Olinia (literally from Nahuatl: move) is a Mexican automotive project to the production of city-electric cars and create a completely Mexican electric carmaker. The project was originally announced on October 2, 2024 at the first "mañanera" of Claudia Sheinbaum, and announced again at a press conference on January 6, 2025 as part of the "Mexico Plan 2025" project, aimed at a long-term plan for the country's regional development, promoting relocation, relaunching the "Hecho en México" (Made in Mexico) brand and creating jobs.

This is latest attempt at government involvement in the automotive industry in Mexico, following on from the defunct VAM and FAMSA and the privatized DINA, with the goal of creating a modern car manufacturer alongside brands such as Zacua and Giant Motors. The estimated price of the cars varies between 90 and 150 thousand pesos, and will consist of three models dedicated to two, four passengers and a van.

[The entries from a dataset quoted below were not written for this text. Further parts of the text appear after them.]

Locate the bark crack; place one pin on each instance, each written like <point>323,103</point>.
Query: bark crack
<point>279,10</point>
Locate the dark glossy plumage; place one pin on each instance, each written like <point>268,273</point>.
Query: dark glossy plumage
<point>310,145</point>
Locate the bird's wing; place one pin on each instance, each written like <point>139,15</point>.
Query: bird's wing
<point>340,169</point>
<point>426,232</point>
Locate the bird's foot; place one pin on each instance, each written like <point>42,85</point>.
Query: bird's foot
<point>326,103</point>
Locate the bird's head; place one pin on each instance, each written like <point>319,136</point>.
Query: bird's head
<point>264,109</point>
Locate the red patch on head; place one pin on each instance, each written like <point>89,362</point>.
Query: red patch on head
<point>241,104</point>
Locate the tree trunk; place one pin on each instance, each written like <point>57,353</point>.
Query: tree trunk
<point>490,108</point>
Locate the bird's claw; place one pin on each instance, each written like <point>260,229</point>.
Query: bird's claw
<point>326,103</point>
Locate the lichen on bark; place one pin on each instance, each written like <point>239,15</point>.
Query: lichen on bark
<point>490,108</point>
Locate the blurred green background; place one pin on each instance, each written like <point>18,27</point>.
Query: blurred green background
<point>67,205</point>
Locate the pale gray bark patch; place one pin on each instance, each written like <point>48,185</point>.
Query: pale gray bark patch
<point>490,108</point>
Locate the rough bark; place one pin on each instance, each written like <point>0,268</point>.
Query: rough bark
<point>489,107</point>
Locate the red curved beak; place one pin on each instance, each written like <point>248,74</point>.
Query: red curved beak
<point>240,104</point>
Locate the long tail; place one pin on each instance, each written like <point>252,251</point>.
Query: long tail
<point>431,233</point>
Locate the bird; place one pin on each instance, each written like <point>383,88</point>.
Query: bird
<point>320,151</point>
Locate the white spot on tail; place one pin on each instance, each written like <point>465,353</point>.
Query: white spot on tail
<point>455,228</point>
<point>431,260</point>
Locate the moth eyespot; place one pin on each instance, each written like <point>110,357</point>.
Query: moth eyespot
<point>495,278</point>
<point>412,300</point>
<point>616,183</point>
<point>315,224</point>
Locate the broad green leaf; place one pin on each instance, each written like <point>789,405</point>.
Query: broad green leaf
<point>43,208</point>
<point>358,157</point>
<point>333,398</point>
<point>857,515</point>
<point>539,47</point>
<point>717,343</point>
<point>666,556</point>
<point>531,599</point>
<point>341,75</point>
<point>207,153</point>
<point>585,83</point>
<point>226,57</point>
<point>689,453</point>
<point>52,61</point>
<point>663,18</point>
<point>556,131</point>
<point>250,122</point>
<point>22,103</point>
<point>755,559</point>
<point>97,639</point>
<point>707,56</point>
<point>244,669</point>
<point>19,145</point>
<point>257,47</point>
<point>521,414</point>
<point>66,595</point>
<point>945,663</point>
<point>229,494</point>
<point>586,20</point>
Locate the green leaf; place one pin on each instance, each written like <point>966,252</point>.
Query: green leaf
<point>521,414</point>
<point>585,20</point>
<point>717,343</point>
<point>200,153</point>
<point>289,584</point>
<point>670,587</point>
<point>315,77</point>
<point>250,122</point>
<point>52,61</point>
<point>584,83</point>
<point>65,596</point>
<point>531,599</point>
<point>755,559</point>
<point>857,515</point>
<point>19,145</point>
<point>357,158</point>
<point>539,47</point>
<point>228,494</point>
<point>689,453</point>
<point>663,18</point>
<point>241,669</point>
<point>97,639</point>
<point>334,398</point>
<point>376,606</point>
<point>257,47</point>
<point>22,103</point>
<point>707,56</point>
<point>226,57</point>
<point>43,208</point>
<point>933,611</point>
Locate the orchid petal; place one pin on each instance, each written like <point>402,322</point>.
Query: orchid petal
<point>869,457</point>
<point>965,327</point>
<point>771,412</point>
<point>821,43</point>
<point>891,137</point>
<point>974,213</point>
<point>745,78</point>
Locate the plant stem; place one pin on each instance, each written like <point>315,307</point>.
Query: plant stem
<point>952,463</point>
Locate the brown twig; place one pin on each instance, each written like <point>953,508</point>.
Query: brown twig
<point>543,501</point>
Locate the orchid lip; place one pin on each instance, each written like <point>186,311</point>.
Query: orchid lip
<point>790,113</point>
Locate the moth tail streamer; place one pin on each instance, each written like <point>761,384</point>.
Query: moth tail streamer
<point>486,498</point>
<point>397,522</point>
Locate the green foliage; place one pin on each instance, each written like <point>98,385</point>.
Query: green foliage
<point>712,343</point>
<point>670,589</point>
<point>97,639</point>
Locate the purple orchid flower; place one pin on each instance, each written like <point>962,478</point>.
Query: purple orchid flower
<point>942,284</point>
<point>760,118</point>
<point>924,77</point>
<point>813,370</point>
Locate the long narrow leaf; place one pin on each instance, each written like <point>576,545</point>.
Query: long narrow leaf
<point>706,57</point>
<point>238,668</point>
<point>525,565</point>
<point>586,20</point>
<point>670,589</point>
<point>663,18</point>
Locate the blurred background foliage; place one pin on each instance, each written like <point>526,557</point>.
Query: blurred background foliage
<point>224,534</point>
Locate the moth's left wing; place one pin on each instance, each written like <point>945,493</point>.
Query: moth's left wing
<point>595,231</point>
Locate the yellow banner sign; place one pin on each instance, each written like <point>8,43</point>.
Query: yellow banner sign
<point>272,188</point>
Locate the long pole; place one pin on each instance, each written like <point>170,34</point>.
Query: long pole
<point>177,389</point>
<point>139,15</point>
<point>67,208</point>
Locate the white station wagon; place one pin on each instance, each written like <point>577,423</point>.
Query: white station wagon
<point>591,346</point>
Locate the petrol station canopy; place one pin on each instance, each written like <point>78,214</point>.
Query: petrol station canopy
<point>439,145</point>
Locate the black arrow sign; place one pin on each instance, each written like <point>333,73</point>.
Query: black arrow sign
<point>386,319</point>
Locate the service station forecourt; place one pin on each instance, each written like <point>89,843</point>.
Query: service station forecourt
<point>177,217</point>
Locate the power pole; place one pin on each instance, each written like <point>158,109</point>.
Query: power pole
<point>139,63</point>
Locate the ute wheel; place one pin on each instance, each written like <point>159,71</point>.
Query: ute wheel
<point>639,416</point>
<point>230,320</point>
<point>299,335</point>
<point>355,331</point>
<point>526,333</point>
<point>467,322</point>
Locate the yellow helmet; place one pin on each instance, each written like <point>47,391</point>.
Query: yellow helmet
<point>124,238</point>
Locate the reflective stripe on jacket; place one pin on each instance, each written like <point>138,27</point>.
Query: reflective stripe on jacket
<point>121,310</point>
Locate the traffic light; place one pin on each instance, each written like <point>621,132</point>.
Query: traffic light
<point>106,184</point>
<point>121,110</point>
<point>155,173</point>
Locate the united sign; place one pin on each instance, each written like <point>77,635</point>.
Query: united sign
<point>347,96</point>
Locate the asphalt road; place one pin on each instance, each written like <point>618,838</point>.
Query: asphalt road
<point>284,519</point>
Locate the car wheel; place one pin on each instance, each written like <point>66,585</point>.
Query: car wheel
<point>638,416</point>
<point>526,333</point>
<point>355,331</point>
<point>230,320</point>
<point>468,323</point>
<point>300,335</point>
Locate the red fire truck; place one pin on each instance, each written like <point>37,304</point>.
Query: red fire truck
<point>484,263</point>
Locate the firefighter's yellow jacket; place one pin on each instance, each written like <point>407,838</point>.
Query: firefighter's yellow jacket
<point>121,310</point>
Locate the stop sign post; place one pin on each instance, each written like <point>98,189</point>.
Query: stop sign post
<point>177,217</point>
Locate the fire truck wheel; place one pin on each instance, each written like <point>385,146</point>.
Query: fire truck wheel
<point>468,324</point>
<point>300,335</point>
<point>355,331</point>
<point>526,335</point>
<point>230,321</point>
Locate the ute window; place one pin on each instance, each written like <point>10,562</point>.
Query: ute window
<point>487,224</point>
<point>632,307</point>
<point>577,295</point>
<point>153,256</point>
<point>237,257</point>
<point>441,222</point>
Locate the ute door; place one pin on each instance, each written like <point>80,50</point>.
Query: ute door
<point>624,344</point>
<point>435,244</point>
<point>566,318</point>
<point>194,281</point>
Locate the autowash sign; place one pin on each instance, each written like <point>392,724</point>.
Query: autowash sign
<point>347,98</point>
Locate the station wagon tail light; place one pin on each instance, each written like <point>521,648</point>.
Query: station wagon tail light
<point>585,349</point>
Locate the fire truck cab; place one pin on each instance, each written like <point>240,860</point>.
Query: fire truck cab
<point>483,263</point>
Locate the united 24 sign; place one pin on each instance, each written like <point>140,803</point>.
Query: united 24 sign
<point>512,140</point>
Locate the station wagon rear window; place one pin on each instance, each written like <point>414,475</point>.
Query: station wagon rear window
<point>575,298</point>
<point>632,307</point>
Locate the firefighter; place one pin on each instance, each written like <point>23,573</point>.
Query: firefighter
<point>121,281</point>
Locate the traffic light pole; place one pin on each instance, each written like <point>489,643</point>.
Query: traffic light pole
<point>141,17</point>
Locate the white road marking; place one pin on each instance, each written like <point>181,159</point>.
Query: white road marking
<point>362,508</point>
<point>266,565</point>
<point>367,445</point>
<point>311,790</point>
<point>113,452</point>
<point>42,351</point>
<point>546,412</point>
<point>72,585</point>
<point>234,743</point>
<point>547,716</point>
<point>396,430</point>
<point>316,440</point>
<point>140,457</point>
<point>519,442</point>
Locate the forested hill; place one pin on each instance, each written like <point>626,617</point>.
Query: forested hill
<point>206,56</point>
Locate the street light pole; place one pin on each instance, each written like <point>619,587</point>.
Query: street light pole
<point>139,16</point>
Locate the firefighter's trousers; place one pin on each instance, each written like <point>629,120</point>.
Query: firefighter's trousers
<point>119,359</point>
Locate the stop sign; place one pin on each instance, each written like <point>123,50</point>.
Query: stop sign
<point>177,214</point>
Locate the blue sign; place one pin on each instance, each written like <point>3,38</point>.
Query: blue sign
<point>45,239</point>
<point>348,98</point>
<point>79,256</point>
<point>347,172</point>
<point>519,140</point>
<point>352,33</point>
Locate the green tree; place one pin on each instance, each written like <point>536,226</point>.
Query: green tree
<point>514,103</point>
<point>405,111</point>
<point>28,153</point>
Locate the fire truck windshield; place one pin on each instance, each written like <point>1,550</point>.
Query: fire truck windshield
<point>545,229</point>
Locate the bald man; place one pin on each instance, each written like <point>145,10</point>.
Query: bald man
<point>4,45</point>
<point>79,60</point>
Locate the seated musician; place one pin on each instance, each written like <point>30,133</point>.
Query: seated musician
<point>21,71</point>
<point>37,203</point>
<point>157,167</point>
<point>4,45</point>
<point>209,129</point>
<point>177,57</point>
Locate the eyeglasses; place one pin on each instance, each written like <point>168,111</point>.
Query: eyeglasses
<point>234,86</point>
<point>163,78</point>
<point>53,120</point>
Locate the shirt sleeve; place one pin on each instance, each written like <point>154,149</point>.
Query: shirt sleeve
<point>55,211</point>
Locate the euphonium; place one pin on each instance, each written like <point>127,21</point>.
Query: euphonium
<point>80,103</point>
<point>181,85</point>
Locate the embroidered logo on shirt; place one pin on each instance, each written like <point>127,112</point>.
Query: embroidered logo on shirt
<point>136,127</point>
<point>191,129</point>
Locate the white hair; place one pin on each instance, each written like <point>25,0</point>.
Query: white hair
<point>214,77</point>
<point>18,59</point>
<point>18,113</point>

== Design and development ==
The project was originally announced on October 2, 2024, one day after the presidential inauguration of Claudia Sheinbaum as the 66th president of Mexico in her first "mañanera" as part of the long-term plan for the Mexican economy known as "Mexico Plan 2025". On January 6, 2025, the project was announced again at a press conference now with the concepts of the three vehicles, the vehicles will be in charge of the National Technological Institute of Mexico and Instituto Politécnico Nacional for the R&D, supported by the CONACyT, coordinated by Secretariat of Science, Humanities, Technology and Innovation and public and private investment, the project would be led by Roberto Capuano Tripp, as the project coordinator.

The purpose of these vehicles is; "This small car must be safe, electric, pluggable, and have most of its components made in Mexico. So, little by little, we'll build this production chain”. In 2025, 25 million pesos would be invested to develop the car, to be ready in 2026 in the year of the World Cup until the end of the Claudia Sheinbaum six-year term.

The design of the cars follows the urban car line, the three main models; Movilidad Personal (Personal Mobility), Movilidad de Barrio (Neighborhood Mobility), Entregas de Última Milla (Last Mile Deliveries), will have space for two (in the case of a personal vehicle and van) and four passengers, as well as having lithium-ion batteries and be adapted to any plug.

The production plant was estimated to be between Puebla, State of Mexico, and Sonora as the most likely for construction, although Puebla was finally decided, with the possibility of being located in San José Chiapa, the same location where the Audi plant is located. In March, a visit is scheduled in April to Ciudad Sahagún, in the municipality of Apan, Hidalgo, to evaluate the plant in this community, which already has the DINA and Giant Motors plants. It was later announced that the plant would be located in Puebla, next to the Puebla Technological Institute in the La Ciénega Industrial Corridor, which will cover an area of just over 400 square meters and 150 more meters for practice maneuvers for the car that was planned to be presented at the opening match of the 2026 World Cup, in January 2026 the president announced that the car would be delayed for the first trimester of 2027. On 13 May 2026, it was announced that the Olinia would debut 7 June. Following its debut, its design received comparisons to Matrix 01, a Chinese battery electric vehicle.

== Products ==
- Movilidad Personal, a microcar for two people, dedicated to young people, housewives, and people who are considering buying a motorcycle.
- Movilidad de Barrio, four-passenger city car, for the rickshaw sector as a safe, quiet and comfortable alternative.
- Entregas de Última Milla, a panel van, efficient for the growing demand for online commerce and SME shipments.